April 8, 2015, 7:00 – 8:30pm
Reading and writing workshop
As part of National Poetry Month, Liza Hyatt reads from her work “The Mother Poems,” followed by a free writing workshop.After watching her angry mother cross a parking lot with a walker, Hyatt began composing one poem followed by another. Her work accumulated into a book-length memoir of their lifelong engagement in love and battle. Despite conflicts, this mother and daughter remained bonded through a mutual love of writing, a testament to the healing and forgiveness that writing about relationships gives when we dig deep and speak openly about our lives.A workshop follows the reading for those who want to stay and write about their own parents. Hyatt will provide paper. Participants can bring a personal journal if it will help with their reflections. Journals will not be read aloud.
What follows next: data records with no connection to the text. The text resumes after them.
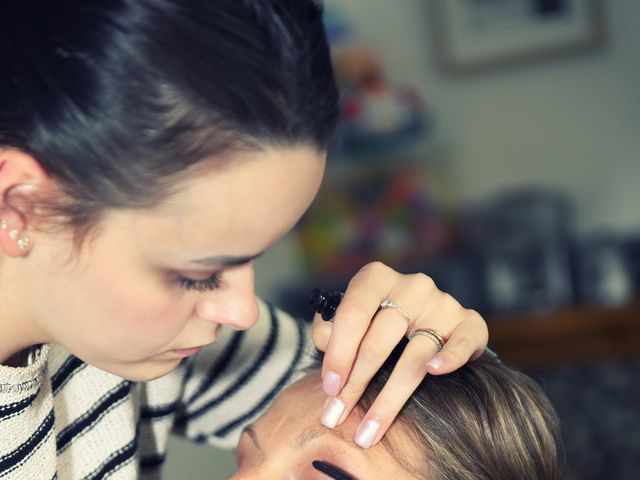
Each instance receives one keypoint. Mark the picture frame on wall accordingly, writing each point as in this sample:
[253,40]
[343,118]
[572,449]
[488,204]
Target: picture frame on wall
[477,35]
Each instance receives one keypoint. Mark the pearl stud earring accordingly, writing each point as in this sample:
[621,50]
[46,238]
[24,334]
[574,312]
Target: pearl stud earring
[23,243]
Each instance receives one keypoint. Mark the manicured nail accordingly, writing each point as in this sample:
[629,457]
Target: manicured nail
[367,433]
[332,413]
[436,363]
[331,384]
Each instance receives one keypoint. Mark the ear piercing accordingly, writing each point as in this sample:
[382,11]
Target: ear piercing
[23,242]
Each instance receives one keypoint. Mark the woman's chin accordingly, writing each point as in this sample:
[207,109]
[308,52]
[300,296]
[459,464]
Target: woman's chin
[143,371]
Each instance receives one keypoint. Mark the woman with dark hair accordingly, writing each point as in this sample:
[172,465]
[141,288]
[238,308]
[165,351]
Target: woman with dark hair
[484,421]
[149,151]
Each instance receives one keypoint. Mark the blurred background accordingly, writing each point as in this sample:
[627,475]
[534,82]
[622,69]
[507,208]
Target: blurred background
[494,145]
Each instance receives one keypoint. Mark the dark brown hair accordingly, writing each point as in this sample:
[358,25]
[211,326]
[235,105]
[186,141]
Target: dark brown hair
[119,100]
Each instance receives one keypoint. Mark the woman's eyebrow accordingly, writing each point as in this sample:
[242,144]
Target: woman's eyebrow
[226,260]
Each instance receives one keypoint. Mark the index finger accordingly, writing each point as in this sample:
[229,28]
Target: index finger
[362,298]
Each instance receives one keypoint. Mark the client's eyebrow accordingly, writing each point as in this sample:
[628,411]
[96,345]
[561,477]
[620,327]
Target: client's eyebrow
[308,434]
[226,260]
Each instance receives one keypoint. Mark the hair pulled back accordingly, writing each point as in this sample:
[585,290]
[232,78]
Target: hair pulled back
[118,100]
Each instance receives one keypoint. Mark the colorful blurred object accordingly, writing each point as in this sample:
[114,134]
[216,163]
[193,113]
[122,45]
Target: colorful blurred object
[377,113]
[378,214]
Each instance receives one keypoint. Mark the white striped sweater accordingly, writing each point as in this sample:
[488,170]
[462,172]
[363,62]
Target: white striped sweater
[61,418]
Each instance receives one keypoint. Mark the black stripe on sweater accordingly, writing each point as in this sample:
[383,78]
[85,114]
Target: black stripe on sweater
[116,460]
[69,368]
[267,399]
[15,458]
[152,462]
[107,403]
[13,409]
[265,353]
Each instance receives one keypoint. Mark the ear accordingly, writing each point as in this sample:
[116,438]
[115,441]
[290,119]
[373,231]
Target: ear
[22,179]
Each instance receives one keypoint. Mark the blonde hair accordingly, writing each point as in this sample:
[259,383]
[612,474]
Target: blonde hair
[484,421]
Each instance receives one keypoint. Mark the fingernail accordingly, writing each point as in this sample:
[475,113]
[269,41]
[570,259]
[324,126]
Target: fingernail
[367,433]
[332,413]
[331,384]
[436,363]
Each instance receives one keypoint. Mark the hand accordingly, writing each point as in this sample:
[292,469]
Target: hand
[362,336]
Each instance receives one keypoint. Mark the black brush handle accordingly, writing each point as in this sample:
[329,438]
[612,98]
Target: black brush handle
[325,302]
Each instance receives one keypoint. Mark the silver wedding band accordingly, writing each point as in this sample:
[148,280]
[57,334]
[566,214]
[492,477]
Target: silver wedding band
[432,335]
[389,304]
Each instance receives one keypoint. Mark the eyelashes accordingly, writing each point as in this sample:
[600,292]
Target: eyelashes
[206,285]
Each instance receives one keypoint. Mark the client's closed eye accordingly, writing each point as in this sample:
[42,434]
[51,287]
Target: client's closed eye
[331,471]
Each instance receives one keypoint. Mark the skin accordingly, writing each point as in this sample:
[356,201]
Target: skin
[118,305]
[287,438]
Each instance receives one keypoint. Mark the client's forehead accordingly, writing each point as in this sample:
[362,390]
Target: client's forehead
[294,419]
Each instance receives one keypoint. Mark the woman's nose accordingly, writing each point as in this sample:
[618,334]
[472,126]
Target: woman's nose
[234,303]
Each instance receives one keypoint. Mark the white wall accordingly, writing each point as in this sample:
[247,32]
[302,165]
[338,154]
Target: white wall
[571,122]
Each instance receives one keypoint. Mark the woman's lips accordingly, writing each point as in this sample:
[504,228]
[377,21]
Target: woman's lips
[186,352]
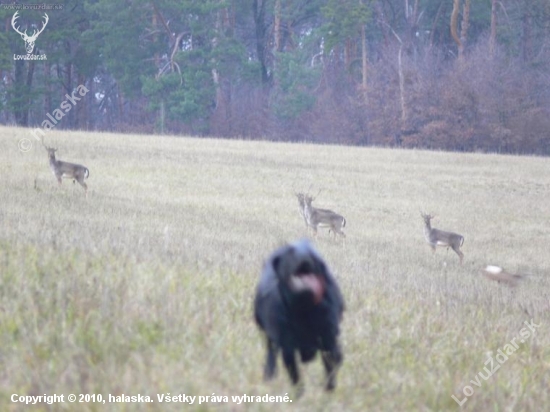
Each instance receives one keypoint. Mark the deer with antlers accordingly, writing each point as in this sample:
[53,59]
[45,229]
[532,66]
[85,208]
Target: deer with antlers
[29,40]
[316,217]
[436,237]
[67,170]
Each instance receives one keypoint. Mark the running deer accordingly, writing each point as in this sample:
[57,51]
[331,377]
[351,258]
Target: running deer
[323,218]
[67,170]
[436,237]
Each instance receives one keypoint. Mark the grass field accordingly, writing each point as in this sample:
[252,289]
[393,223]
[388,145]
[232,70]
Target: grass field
[146,286]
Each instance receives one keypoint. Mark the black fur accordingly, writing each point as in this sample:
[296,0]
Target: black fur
[292,321]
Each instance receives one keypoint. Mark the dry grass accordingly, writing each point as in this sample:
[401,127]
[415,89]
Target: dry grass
[146,286]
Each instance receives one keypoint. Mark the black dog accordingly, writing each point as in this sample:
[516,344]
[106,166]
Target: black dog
[299,307]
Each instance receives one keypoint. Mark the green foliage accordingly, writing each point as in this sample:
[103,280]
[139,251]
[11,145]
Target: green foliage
[296,81]
[344,20]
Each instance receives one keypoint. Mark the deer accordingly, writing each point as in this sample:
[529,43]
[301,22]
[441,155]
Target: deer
[67,170]
[323,218]
[29,40]
[436,237]
[302,204]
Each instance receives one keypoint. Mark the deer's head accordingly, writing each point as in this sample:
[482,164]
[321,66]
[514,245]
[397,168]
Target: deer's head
[29,40]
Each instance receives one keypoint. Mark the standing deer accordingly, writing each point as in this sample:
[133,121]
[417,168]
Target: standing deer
[67,170]
[323,218]
[29,40]
[302,204]
[436,237]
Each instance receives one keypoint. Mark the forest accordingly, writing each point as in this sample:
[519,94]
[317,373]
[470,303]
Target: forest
[455,75]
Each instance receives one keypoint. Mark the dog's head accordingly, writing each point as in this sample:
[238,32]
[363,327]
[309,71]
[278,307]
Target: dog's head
[301,273]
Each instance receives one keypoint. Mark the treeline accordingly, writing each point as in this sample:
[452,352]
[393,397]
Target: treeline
[442,74]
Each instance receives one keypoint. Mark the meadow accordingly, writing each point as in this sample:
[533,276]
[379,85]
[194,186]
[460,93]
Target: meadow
[146,286]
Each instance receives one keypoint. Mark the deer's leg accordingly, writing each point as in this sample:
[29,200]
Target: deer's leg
[459,253]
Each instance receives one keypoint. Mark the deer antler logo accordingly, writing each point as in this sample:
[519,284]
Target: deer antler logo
[29,40]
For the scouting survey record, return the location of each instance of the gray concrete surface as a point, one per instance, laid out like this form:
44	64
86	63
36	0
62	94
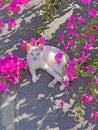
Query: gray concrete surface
28	106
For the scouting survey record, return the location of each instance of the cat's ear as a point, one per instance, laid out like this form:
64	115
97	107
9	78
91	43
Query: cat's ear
41	46
28	46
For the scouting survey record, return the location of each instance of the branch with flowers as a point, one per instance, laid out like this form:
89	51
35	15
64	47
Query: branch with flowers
82	43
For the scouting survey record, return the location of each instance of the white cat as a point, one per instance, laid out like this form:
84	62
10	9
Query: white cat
43	56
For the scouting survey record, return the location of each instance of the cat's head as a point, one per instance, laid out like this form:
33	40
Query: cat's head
35	52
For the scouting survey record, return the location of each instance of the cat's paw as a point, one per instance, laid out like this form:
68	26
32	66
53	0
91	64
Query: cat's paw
62	87
34	79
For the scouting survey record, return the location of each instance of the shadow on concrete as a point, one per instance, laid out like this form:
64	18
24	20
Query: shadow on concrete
28	106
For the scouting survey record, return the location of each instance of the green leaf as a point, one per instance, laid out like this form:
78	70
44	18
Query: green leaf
93	88
79	113
63	71
85	74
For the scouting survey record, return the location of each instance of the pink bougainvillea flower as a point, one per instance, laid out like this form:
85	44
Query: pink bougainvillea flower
81	19
86	2
21	2
73	62
71	43
2	4
88	83
84	35
33	42
72	32
0	31
91	38
71	72
88	98
84	56
92	12
3	87
66	83
23	45
11	23
96	27
91	69
96	81
77	35
61	104
94	115
87	46
1	23
71	18
42	40
70	25
61	36
66	46
58	57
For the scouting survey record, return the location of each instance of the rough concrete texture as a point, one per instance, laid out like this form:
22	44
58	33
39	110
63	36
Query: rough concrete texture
29	106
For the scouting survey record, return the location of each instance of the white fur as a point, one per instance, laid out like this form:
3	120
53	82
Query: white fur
44	57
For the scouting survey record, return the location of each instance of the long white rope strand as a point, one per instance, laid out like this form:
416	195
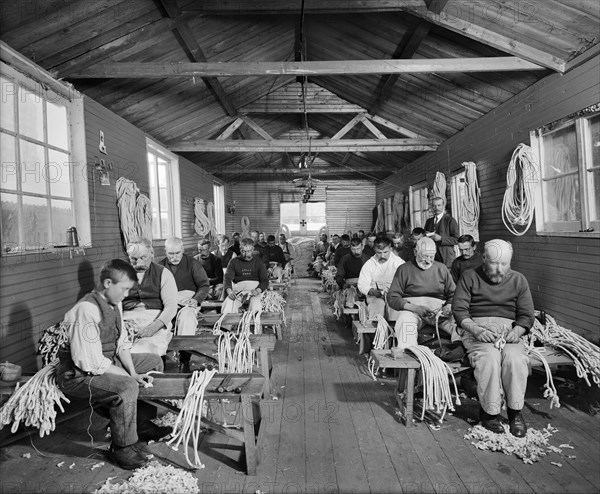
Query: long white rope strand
519	198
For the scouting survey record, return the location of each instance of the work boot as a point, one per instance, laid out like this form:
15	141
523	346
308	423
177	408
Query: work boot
149	431
127	457
491	422
517	425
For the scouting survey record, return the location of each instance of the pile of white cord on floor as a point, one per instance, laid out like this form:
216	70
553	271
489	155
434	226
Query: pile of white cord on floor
153	478
529	448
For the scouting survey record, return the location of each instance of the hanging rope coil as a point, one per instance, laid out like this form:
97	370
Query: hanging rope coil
469	217
439	186
245	224
127	191
143	216
202	224
519	198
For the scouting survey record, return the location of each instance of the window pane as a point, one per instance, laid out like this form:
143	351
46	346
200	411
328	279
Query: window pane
560	152
35	217
32	163
595	132
31	114
162	172
62	219
7	104
9	162
58	173
58	131
562	199
10	222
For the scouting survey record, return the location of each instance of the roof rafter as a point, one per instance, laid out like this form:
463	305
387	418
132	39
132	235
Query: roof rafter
161	70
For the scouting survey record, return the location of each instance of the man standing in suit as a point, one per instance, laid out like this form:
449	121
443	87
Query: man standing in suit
443	230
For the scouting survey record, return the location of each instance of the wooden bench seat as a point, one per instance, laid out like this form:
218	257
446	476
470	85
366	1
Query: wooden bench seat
406	381
274	319
175	387
207	345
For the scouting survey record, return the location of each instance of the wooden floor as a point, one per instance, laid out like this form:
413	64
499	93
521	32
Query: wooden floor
328	428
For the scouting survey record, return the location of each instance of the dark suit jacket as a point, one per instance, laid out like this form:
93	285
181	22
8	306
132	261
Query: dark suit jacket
447	228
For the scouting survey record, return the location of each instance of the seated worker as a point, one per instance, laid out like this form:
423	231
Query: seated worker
411	243
342	250
225	252
369	244
321	247
285	247
259	249
245	277
493	302
375	279
275	257
213	268
468	259
350	265
97	366
235	246
152	302
419	289
398	244
335	243
190	277
443	229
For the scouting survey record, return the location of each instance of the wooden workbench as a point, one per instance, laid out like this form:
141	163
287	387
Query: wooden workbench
207	344
274	319
175	387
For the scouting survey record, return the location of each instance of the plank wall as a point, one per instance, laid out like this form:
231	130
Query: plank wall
563	272
259	201
38	288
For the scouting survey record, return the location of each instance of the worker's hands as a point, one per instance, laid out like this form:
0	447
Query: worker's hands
150	330
514	335
375	292
144	380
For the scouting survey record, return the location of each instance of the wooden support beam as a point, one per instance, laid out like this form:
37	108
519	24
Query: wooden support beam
161	70
346	128
231	128
459	24
301	145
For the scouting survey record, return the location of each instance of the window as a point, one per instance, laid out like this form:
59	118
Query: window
419	205
290	215
163	174
219	202
568	194
43	187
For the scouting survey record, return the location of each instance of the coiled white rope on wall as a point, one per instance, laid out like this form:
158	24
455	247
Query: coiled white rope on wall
143	216
469	217
135	211
439	186
202	222
245	224
518	205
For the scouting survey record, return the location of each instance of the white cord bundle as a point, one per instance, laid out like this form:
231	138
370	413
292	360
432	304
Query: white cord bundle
439	186
202	222
245	224
436	385
469	217
189	421
519	198
126	202
143	216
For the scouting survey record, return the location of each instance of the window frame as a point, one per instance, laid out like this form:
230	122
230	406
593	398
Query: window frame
586	227
30	77
173	189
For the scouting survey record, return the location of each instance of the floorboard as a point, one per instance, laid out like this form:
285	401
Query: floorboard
328	427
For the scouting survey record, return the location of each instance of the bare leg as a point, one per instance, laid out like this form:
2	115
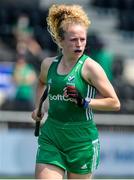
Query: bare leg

June 20, 2015, 9:30 am-2:30pm
Oldenburg Franciscan Center
Mining the Dark for Healing Gold: Writing About Difficult Relationships
Speaking openly about conflict-filled and wounding relationships is often such a frightening process that we avoid it at all costs. Yet by not articulating the conflict in these relationships, we deny ourselves access to the whole context of our lives and can’t live our present and future fully. Memoir writing and poetry offer us ways to speak truthfully, patiently, and compassionately about these relationships. When we use such forms of writing as a spiritual practice to acknowledge relationship wounds, we cultivate a profound healing. We cannot brave this mining of our lives, however, without guidance and support from others (therapists, pastors, spiritual directors, friends) aware of our writing journey, sensitive to the impact of trauma within personal relationships, and willing to walk alongside us, listening as we find words to speak what was unspeakable.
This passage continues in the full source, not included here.